If you are using pytorch-lightning, the changes are much smaller, 1-line import , 1-line change applies to trainer, 1-line global model evaluation. see [cifar10_lightning_examples](https://github.com/NVIDIA/NVFlare/blob/main/examples/hello-world/ml-to-fl/pt/cifar10_lightning_fl.py) 
# Prepare Data
<a id = "data"></a>

Let's get the data first. Follow the instruction of cifar10, we can download the data with following scripts. 


In [None]:
CIFAR10_ROOT = "/tmp/nvflare/data/cifar10"
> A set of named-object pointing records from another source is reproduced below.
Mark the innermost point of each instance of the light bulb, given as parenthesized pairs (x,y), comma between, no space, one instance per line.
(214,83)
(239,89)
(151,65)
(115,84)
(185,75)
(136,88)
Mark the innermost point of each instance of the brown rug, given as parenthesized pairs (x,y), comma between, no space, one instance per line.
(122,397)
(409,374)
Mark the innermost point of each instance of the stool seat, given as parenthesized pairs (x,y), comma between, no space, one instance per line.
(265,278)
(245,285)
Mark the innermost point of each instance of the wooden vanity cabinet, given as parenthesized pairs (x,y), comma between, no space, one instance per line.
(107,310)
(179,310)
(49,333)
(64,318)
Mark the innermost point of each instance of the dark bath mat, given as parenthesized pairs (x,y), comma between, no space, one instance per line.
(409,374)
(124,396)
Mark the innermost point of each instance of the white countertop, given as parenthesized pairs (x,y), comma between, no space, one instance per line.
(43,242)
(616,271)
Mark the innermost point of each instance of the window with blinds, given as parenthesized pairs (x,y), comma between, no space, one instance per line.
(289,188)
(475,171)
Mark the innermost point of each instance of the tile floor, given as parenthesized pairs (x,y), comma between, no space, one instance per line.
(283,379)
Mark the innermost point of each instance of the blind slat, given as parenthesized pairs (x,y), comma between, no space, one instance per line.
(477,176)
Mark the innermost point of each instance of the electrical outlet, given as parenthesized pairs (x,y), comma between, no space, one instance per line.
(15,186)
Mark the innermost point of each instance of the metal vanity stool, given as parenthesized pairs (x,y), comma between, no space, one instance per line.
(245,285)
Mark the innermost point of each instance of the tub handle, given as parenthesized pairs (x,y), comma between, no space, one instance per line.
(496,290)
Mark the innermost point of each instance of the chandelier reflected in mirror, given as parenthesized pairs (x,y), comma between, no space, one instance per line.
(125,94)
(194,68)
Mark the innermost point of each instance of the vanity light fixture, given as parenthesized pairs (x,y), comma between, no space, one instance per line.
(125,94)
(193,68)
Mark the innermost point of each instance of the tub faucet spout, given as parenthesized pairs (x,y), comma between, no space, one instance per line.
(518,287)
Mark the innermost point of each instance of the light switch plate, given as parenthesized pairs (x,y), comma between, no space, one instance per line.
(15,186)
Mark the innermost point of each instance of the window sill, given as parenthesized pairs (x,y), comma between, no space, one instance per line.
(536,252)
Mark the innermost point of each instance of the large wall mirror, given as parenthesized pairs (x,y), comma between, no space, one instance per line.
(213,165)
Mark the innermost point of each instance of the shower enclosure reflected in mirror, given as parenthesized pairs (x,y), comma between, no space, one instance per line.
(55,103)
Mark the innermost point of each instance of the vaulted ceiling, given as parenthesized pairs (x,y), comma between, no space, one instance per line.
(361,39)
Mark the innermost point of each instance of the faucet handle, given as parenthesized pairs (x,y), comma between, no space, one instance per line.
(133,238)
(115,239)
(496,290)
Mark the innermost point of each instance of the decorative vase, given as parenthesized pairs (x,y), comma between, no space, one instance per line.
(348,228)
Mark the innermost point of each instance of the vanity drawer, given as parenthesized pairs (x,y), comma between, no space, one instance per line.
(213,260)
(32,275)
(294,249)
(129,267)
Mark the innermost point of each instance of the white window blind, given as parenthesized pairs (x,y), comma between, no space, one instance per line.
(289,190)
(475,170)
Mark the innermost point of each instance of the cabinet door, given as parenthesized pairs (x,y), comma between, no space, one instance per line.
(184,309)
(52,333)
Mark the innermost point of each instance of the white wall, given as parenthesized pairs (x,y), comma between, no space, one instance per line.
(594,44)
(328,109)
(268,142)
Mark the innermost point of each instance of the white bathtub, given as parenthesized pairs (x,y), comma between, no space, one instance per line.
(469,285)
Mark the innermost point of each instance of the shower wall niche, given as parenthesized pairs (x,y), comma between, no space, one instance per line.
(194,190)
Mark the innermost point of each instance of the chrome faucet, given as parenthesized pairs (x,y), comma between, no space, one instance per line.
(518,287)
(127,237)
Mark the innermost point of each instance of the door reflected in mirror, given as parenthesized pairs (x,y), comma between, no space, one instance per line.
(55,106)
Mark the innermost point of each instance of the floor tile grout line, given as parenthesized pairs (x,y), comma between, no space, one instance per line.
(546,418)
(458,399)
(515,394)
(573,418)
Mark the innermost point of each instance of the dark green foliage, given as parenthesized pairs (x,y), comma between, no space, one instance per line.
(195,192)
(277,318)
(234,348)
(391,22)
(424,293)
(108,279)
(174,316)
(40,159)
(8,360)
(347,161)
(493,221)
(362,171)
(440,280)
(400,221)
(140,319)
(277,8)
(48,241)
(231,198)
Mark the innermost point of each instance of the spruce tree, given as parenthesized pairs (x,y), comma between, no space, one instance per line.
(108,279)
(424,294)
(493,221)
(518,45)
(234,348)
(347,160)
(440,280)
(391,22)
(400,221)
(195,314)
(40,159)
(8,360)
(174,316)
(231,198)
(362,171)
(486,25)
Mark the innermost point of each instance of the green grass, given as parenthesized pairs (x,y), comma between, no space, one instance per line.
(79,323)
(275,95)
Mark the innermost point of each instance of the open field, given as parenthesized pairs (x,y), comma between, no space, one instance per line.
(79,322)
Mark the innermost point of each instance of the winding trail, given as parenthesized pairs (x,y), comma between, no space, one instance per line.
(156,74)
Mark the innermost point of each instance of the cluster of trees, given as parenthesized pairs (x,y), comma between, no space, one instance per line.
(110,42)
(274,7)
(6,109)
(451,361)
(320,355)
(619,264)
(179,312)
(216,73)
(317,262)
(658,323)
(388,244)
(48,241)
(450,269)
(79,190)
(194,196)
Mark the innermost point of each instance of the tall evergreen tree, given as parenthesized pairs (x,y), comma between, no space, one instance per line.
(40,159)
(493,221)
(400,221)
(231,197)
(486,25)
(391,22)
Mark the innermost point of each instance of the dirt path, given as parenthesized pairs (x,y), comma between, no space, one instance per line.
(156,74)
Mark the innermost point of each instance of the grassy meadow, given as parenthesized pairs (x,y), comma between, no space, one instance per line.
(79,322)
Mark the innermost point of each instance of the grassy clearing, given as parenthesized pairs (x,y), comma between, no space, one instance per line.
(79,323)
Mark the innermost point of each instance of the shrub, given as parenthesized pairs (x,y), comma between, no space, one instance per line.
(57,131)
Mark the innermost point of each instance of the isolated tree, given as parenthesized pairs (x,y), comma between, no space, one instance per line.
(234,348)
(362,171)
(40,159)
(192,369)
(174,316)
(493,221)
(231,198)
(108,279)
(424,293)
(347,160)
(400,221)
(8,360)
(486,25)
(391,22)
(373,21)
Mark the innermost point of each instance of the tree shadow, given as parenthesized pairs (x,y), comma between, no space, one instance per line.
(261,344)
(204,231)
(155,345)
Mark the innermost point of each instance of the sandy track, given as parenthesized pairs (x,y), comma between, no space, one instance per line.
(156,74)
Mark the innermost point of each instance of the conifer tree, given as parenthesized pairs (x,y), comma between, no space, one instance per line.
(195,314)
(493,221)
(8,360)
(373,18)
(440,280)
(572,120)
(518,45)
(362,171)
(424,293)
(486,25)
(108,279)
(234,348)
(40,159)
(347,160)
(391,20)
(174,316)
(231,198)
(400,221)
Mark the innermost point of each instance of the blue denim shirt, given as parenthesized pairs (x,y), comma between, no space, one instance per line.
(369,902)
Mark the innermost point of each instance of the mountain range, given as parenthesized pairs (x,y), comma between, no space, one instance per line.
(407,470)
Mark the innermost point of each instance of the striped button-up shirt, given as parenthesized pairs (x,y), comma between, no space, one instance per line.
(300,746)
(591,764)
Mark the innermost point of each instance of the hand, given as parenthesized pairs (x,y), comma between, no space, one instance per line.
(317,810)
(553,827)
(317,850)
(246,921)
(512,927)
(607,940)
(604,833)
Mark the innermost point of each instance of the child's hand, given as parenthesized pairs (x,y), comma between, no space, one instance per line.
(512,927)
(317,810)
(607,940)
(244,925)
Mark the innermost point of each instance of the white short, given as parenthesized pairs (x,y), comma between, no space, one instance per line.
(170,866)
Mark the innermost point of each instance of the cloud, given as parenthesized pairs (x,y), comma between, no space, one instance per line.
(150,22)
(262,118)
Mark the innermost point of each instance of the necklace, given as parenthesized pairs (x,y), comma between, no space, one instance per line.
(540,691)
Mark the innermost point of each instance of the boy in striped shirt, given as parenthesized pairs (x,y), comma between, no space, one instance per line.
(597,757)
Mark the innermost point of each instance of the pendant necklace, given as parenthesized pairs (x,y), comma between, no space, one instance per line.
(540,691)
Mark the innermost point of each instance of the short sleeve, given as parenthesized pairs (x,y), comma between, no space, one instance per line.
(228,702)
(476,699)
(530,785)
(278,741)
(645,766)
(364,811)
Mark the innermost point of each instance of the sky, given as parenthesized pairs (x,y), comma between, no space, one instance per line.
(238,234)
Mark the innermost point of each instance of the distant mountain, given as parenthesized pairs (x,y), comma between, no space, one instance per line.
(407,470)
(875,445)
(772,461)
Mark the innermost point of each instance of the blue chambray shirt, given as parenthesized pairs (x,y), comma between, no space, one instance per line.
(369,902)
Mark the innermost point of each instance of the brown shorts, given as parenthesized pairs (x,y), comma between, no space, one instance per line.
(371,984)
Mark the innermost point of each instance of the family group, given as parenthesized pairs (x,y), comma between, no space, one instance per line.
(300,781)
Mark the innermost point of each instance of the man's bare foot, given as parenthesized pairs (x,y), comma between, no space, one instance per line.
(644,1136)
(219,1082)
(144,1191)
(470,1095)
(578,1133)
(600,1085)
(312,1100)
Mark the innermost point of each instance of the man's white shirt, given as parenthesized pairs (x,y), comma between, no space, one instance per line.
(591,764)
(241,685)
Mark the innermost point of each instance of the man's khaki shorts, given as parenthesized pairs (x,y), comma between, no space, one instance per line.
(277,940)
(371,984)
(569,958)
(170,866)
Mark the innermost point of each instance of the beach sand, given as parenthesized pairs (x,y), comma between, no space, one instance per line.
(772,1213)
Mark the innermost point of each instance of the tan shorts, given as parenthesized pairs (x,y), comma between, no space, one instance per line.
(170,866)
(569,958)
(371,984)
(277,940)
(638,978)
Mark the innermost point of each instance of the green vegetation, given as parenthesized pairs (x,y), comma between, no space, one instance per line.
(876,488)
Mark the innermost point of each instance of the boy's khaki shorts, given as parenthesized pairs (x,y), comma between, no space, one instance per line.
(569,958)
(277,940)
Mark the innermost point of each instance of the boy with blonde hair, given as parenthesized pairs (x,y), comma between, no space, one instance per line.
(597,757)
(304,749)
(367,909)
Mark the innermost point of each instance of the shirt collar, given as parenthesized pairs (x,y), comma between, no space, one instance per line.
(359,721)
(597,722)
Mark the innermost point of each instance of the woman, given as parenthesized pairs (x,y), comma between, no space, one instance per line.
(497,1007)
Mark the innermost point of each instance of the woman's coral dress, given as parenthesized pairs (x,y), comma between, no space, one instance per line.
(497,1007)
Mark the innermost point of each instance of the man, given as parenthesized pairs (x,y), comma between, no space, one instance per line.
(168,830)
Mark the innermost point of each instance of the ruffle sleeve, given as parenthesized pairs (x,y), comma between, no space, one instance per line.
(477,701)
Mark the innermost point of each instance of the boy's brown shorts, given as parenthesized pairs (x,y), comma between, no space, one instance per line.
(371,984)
! python ../data/download.py

## Job Folder and Configurations
<a id = "job"></a>
 
Now we need to set up the configurations for the server and clients and construct the Job folder NVFLARE needs to run. We can do this using NVFLARE job CLI. You can study the [Job CLI tutorials](https://github.com/NVIDIA/NVFlare/blob/main/examples/tutorials/job_cli.ipynb) later with all the details. But for now, you can just use the following commands to find out the available job templates.

We need to set the job templates directory so the job CLI commands can find the job templates. If you have already set `NVFLARE_HOME` to `<NVFLARE git clone directory>`, then you can skip the following step.



In [None]:
! nvflare config -jt ../../../../../job_templates

In [None]:
! nvflare job list_templates

* Create job folder and initial configs

The template **'sag_pt'** seems to fit our needs: SAG with PyTorch, using the client API. Let's create a job folder with this template initially without specifying the code location, just to see what needs to be changed.


In [None]:
! nvflare job create -j /tmp/nvflare/jobs/cifar10_sag_pt -w sag_pt

Lets also looks at the server and client configurations

In [None]:
!cat /tmp/nvflare/jobs/cifar10_sag_pt/app/config/config_fed_server.conf

In [None]:
!cat /tmp/nvflare/jobs/cifar10_sag_pt/app/config/config_fed_client.conf

* Create a job folder with all the configurations.

Let's change the `num_rounds` to 5, `script` to `train.py`, and `min_clients` to 2 in `meta.conf`. We also want to change the arguments for `train.py`: `dataset_path=CIFAR10_ROOT`, `batch_size=6`, `num_workers=2`. Note that the `dataset_path` is not actually changed, but we just want to show you that it could be changed.


In [None]:
! nvflare job create -j /tmp/nvflare/jobs/cifar10_sag_pt -w sag_pt \
-f meta.conf min_clients=2 \
-f config_fed_client.conf app_script=train.py app_config="--batch_size 6 --dataset_path {CIFAR10_ROOT} --num_workers 2" \
-f config_fed_server.conf num_rounds=5 \
-sd ../code/fl \
-force

OK, we are ready to run the job, let's look at the job folder, use "ls -al" if you don't have "tree" installed. 

In [None]:
! tree /tmp/nvflare/jobs/cifar10_sag_pt  

## Run Job
We can use simulator to run the job directly. 


In [None]:
! nvflare simulator /tmp/nvflare/jobs/cifar10_sag_pt  -w /tmp/nvflare/jobs/cifar10_sag_pt_workspace -t 2 -n 2 

The job should be running in the simulator mode. We are done with the training.